The STM32H745IGK6 pairs a 240 MHz Cortex-M4 with a 480 MHz Cortex-M7 on a single die, giving you a real-time control core and a high-performance application core that can run separate code images. The M7 handles number-crunching or protocol stacks; the M4 takes deterministic I/O and low-latency interrupt service. Both share the 1 MB Flash and 1 M x 8 RAM, so the memory budget needs to cover both firmware partitions.
Flash and RAM — sizing the firmware split
With 1 MB of Flash and 1 M x 8 of RAM, this part sits in the mid-density tier of the STM32H7 family. The M7 typically runs the main application and can chew through Flash quickly; the M4 handles housekeeping and real-time loops. The 128 I/O count gives plenty of headroom for parallel buses, display interfaces, and sensor arrays — the 176+25 UFBGA (10x10 mm) packs it all into a compact BGA that needs fine-pitch assembly but saves board area.

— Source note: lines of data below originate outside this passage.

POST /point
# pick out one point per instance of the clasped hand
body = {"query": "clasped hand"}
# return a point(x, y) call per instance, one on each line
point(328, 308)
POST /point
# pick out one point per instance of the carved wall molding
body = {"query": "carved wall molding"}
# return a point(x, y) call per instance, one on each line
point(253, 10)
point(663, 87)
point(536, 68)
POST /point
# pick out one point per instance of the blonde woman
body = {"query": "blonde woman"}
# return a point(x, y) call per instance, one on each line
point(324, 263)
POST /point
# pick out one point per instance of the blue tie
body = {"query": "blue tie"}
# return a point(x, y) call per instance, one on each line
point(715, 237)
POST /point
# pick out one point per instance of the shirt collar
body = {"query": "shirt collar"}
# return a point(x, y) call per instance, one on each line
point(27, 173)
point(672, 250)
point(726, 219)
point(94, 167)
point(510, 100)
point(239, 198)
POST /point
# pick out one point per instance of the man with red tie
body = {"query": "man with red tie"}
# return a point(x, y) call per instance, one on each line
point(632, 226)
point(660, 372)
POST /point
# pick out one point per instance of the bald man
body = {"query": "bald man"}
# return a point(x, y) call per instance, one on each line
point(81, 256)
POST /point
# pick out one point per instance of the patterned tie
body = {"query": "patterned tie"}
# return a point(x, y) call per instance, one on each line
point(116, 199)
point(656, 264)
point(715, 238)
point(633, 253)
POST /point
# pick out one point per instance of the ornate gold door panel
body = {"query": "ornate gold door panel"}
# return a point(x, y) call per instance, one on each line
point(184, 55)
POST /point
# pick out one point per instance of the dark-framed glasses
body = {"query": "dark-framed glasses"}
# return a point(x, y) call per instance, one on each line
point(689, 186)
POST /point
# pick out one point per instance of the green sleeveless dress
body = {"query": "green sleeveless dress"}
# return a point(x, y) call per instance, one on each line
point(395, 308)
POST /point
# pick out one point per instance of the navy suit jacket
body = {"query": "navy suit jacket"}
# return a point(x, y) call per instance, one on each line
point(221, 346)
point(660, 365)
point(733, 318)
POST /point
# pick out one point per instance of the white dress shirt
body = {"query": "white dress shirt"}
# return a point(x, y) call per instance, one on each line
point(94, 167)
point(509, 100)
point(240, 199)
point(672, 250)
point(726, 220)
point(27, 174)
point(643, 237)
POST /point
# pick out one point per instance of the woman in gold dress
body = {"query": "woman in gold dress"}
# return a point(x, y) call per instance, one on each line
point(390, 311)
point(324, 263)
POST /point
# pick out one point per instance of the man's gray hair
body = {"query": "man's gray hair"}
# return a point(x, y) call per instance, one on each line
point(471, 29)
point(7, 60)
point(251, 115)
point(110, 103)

Temperature range and supply — industrial fit
The supply range of 1.62 V to 3.6 V lets it run from a single 3.3 V rail or a 1.8 V core supply with separate I/O voltage — flexible for mixed-voltage designs.
Connectivity and peripherals — what is on the bus
The 36-channel 16-bit ADC and dual 12-bit DAC handle analog front-end tasks without an external converter. Internal oscillator means you can boot without a crystal, though an external clock improves accuracy for time-sensitive protocols like Ethernet or USB.
Lifecycle — active, no LTB pressure
ST lists the STM32H745IGK6 as Active. For new designs this is a green light; for production lines the supply channel is stable through independent distribution.